Bukva: Russian Sign Language Alphabet
Karina Kvanchiani, Petr Surovtsev, Alexander Nagaev, Elizaveta Petrova, Alexander Kapitanov
TL;DR
The paper tackles the data scarcity problem in Russian Sign Language dactyl recognition by introducing Bukva, the first open-source, full-video dataset for the RSL alphabet with 3,757 samples across 33 signs collected from 155 signers. It presents a rigorous data collection and curation pipeline, including an RSL knowledge exam, multi-stage filtration/validation, and time-interval annotation, and demonstrates that a Temporal Shift Module-based approach enables accurate, real-time recognition on CPU using lightweight architectures like MobileNetV2. Key contributions include the public release of Bukva, demo code, and pre-trained models, alongside a benchmark showing an overall top-1 accuracy of $0.836$ under constrained data conditions and an accessible teaching/demo platform.

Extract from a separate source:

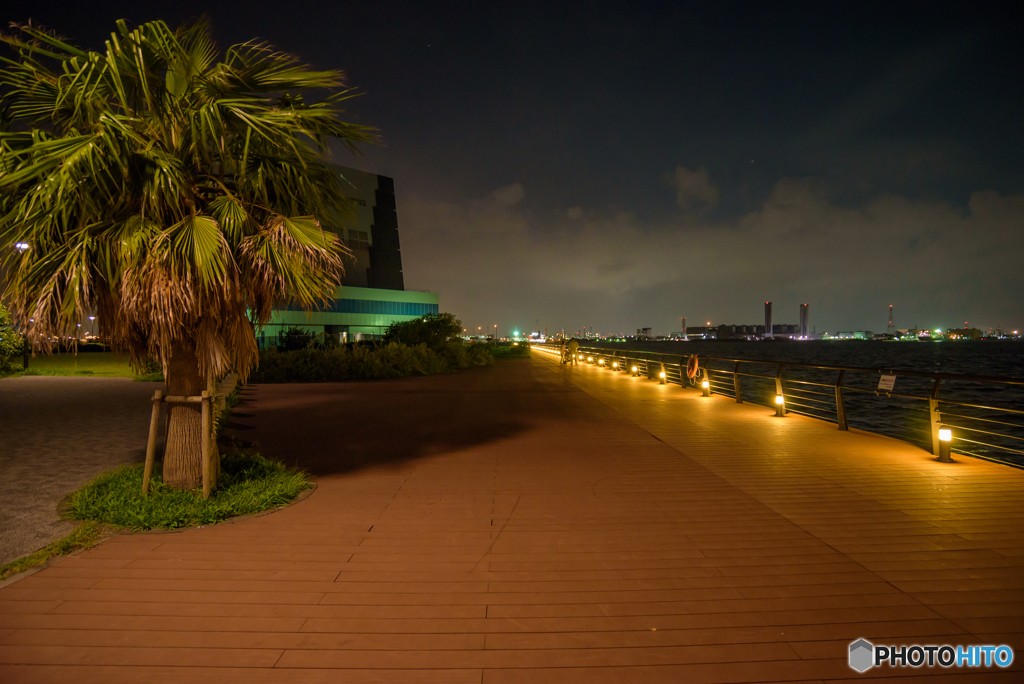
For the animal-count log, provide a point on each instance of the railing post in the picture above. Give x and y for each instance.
(206, 443)
(840, 407)
(935, 417)
(151, 446)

The work advances sign-language education and potential real-world applications (e.g., education tools, signage at stations) while emphasizing ethical data collection and expert involvement, and it sets a foundation for future continuous dactyl datasets and broader fingerspelling research.
Abstract
This paper investigates the recognition of the Russian fingerspelling alphabet, also known as the Russian Sign Language (RSL) dactyl. Dactyl is a component of sign languages where distinct hand movements represent individual letters of a written language. This method is used to spell words without specific signs, such as proper nouns or technical terms. The alphabet learning simulator is an essential isolated dactyl recognition application. There is a notable issue of data shortage in isolated dactyl recognition: existing Russian dactyl datasets lack subject heterogeneity, contain insufficient samples, or cover only static signs. We provide Bukva, the first full-fledged open-source video dataset for RSL dactyl recognition. It contains 3,757 videos with more than 101 samples for each RSL alphabet sign, including dynamic ones. We utilized crowdsourcing platforms to increase the subject's heterogeneity, resulting in the participation of 155 deaf and hard-of-hearing experts in the dataset creation. We use a TSM (Temporal Shift Module) block to handle static and dynamic signs effectively, achieving 83.6% top-1 accuracy with a real-time inference with CPU only. The dataset, demo code, and pre-trained models are publicly available.